Y tercero, “No cumplir el Comité Paritario de higiene y seguridad las funciones de su competencia, consistentes en investigar las causas de los accidentes y enfermedades profesionales, en relación a lo ocurrido el día 03 / 07 / 2010 a las 00:15 hrs. por accidente ocurrido en interior de Mina San José de empresa Minera San Esteban Primera, que afectó al trabajador Sr. Gino Cortés Calderón. Tal hecho en un incumplimiento a las obligaciones legales sobre funcionamiento de los comités paritarios de higiene y seguridad e implica no disponer medidas que protejan eficazmente la mina, salud e higiene de los trabajadores al interior de la empresa”.

TAMBIÉN LA ASOCIACIÓN CHILENA DE SEGURIDAD

Por otra parte, la Asociación Chilena de Seguridad aseguró que en junio de este año, emitió el informe 227, en el que advertía a los propietarios de la Minera San Esteban sobre el riesgo de derrumbe en la Mina San José, y le pidió a la empresa que asegurara los procedimientos de fortificación, poniendo a los equipos de trabajo en lugares seguros de riesgo. “Lo que pedíamos era que la empresa afirmara la mina”, señaló Alejandro Pino, gerente de la mutual.

La investigación se habría efectuado luego de la caída de un planchón que provocó la herida contusa en la zona lumbar del trabajador Jorge Galleguillos el 1 de junio, un mes antes de otra caída de roca -3 de julio- que terminó con la pierna de Gino Cortés.

LOS ANTECEDENTES DE MARÍA ESTER FERES

Por su parte, la ex directora del Trabajo, María Ester Feres, indicó en un programa radial que en 2001 no se pudo cerrar el yacimiento San José por presiones del sector minero.

Feres dijo que "en la mina se hicieron trabajos menores, pero la percepción de los funcionarios de la Dirección del Trabajo era que esa mina era una bomba, no había por dónde, no tenía salidas de escape".

Las presiones empresariales y políticas argumentaron hace 9 años que el yacimiento   "generaba empleo, porque no había fuentes (de trabajo) de alternativa.

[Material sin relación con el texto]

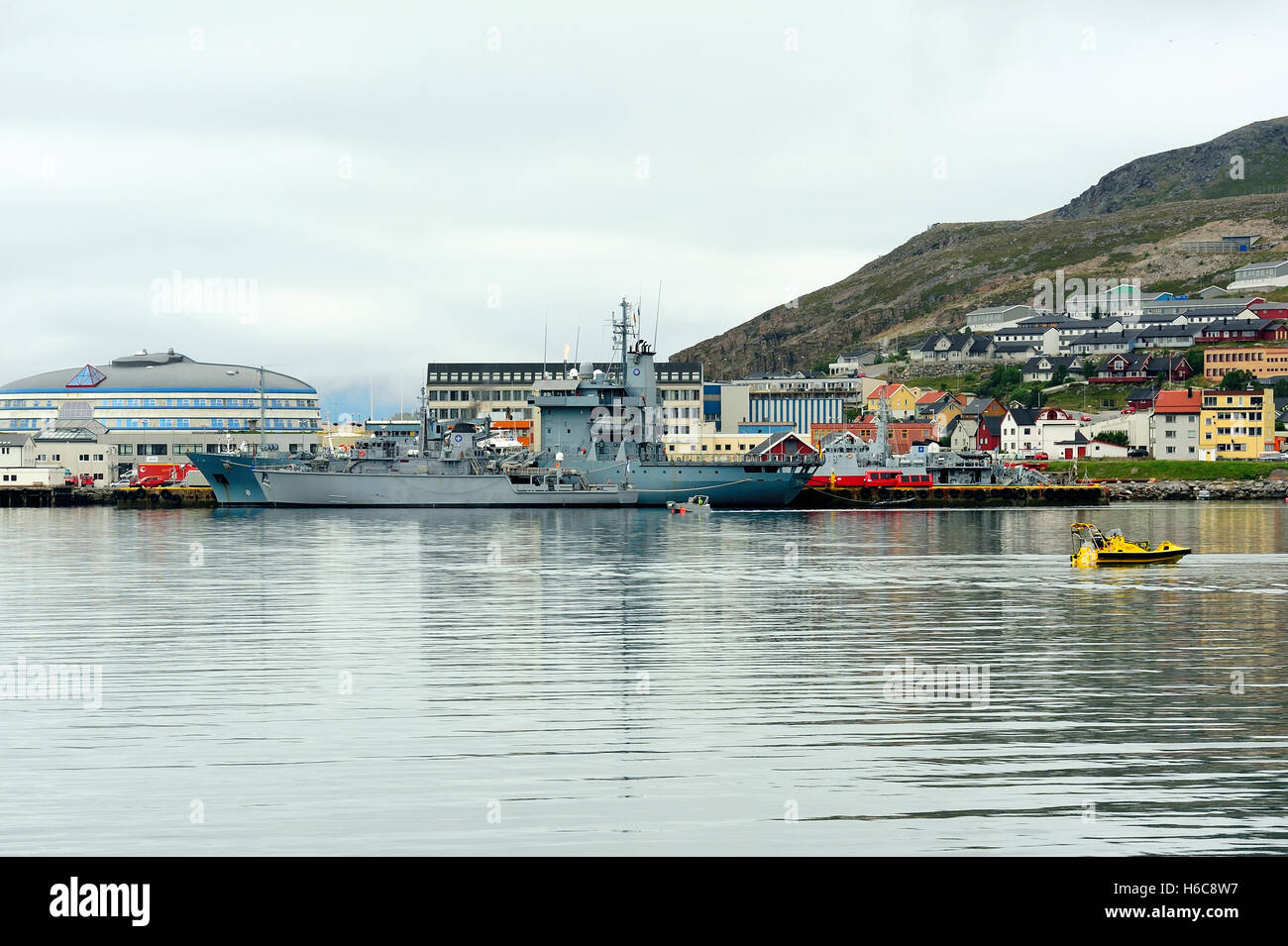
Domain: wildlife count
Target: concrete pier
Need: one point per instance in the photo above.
(51, 497)
(948, 497)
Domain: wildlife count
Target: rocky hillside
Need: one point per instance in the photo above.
(1128, 226)
(1256, 154)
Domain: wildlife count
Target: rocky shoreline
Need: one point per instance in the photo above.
(1189, 489)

Entonces, otra vez poniéndonos contra la espada y la pared: o queremos crecer y eso tiene costos en vida humana o priorizamos derechos fundamentales y eso nos replantea el crecimiento"

Respecto de la seguridad, Feres fue vehemente al afirmar que "Yo tengo estadísticas que pueden demostrar que en el año 2009 murieron más personas en Chile, en el lugar de trabajo, por accidentes predecibles más que los que murieron en el maremoto y terremoto".

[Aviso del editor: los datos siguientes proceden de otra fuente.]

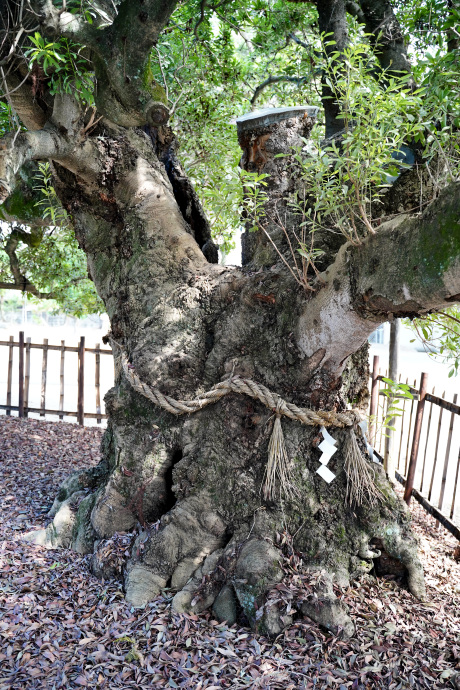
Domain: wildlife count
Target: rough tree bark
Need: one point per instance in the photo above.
(194, 482)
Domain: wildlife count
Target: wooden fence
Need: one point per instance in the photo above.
(427, 455)
(21, 378)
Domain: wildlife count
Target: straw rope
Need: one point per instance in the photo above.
(360, 482)
(247, 387)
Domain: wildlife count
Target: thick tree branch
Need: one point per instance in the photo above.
(127, 93)
(77, 153)
(386, 35)
(20, 280)
(365, 286)
(275, 80)
(56, 22)
(427, 274)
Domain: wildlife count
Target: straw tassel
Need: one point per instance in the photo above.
(360, 481)
(278, 462)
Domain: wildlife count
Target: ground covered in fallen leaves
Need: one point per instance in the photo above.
(60, 627)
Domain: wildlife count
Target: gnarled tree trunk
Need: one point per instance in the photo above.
(185, 325)
(194, 482)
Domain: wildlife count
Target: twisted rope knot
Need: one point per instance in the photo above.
(277, 465)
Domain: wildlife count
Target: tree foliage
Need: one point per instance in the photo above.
(216, 61)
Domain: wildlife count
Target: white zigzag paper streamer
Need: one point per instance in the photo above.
(327, 446)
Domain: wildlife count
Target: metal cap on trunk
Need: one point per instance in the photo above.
(270, 116)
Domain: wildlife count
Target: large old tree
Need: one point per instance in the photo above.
(278, 339)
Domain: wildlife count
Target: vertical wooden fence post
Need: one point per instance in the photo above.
(21, 375)
(81, 381)
(388, 456)
(438, 436)
(455, 486)
(374, 399)
(446, 459)
(416, 438)
(10, 374)
(61, 380)
(27, 378)
(44, 372)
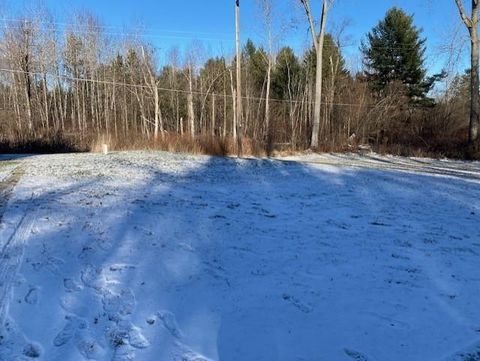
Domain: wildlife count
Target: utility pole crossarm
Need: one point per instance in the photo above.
(467, 21)
(308, 12)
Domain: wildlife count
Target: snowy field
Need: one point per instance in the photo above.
(161, 257)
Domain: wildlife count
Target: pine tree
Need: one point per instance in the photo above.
(394, 53)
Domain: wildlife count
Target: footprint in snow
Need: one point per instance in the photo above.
(354, 355)
(32, 296)
(92, 277)
(193, 356)
(90, 349)
(68, 332)
(126, 333)
(71, 285)
(124, 352)
(117, 306)
(170, 323)
(32, 350)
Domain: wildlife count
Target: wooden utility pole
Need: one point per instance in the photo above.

Por otra parte, pese a que el jueves 19 de agosto la sonda empleada en la mina llegó a los 726 metros de profundidad, no se encontró el refugio del cual se habla desde el principio de la tragedia. Y las protestas de las familias de los trabajadores han motivado la vocación represiva del mal gobierno piñerista mediante el traslado de un fuerte contingente de carabineros y fuerzas especiales a la zona del desastre. Fuertes rumores señalan en Copiapó que podrían ser más de 33 los mineros enterrados debido a una cantidad no calculada de trabajadores que laboraban ilegalmente en el yacimiento.